You create a believable scene of a “regular family” as the members of the court in the Yellow Salon chatter about the coronation: the ladies having to traipse through mud, Napoleon poking Uncle Fesch in the behind, the stone falling on Napoleon—and, of course, the significant moment when Bonaparte crowns himself Emperor. Are all of these details fact?

There is so much documented detail available on the coronation that writing this scene was really a matter of describing it moment by moment as it had been described by others. The terrible weather is fact, as is Napoleon playfully poking his uncle, the stone falling during the ceremony, the gasp of the crowd as Napoleon crowned himself. Some of what happened, such as Napoleon poking his uncle, could not have been seen by Josephine at the time, so it had to be related to her (and therefore, to the reader) later, in discussion. With all of the amazing events that unfolded during this era, it was important for me to remember that these were essentially family occasions.

Bonaparte’s sister Elisa rarely appears without a mention of hiccups—why?

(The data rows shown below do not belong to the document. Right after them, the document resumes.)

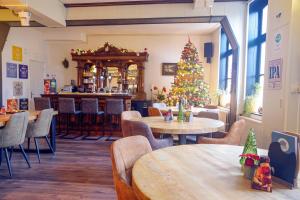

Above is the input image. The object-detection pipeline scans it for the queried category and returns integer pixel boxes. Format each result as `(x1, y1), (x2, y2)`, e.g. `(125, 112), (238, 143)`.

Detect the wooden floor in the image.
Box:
(0, 139), (116, 200)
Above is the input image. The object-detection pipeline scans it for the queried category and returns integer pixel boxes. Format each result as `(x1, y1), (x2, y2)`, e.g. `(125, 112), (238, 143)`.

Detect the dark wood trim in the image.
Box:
(64, 0), (193, 8)
(5, 21), (45, 28)
(66, 16), (224, 26)
(64, 0), (248, 8)
(0, 23), (10, 106)
(220, 17), (239, 126)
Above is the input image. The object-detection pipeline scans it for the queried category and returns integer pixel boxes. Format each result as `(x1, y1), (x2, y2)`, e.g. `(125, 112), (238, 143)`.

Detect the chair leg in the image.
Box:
(19, 144), (31, 168)
(34, 138), (41, 163)
(0, 148), (3, 166)
(4, 148), (12, 177)
(9, 147), (14, 160)
(45, 136), (55, 155)
(27, 138), (30, 151)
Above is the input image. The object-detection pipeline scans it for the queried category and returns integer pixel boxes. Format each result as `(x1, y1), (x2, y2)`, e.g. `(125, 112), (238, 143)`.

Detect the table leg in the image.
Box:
(178, 135), (186, 145)
(50, 116), (56, 152)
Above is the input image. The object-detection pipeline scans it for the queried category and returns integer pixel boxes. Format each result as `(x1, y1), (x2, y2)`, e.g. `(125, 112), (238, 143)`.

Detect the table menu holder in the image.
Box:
(269, 131), (299, 189)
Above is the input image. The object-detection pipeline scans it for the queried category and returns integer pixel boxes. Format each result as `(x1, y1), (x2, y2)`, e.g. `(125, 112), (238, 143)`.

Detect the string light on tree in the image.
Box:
(168, 40), (210, 107)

When there are many characters in a novel, it is easy for the reader to get them confused. This is a problem for historical novelists in particular, because family groups were so much larger in the past than they are today. It helps to have some sort of “tag” that helps identify a character. I really didn’t know what to do about Elisa: she was ugly and rude, but many of the Bonapartes were rude, and it wouldn’t have been in Josephine’s character to constantly make reference to her ugliness. Therefore, I was delighted to discover, in a footnote of Fouché’s memoirs, that Elisa had, in Fouché’s words, “a problem” with hiccups. I had found my tag.

“With all of the amazing events that unfolded during this era, it was important for me to remember that these were essentially family occasions.”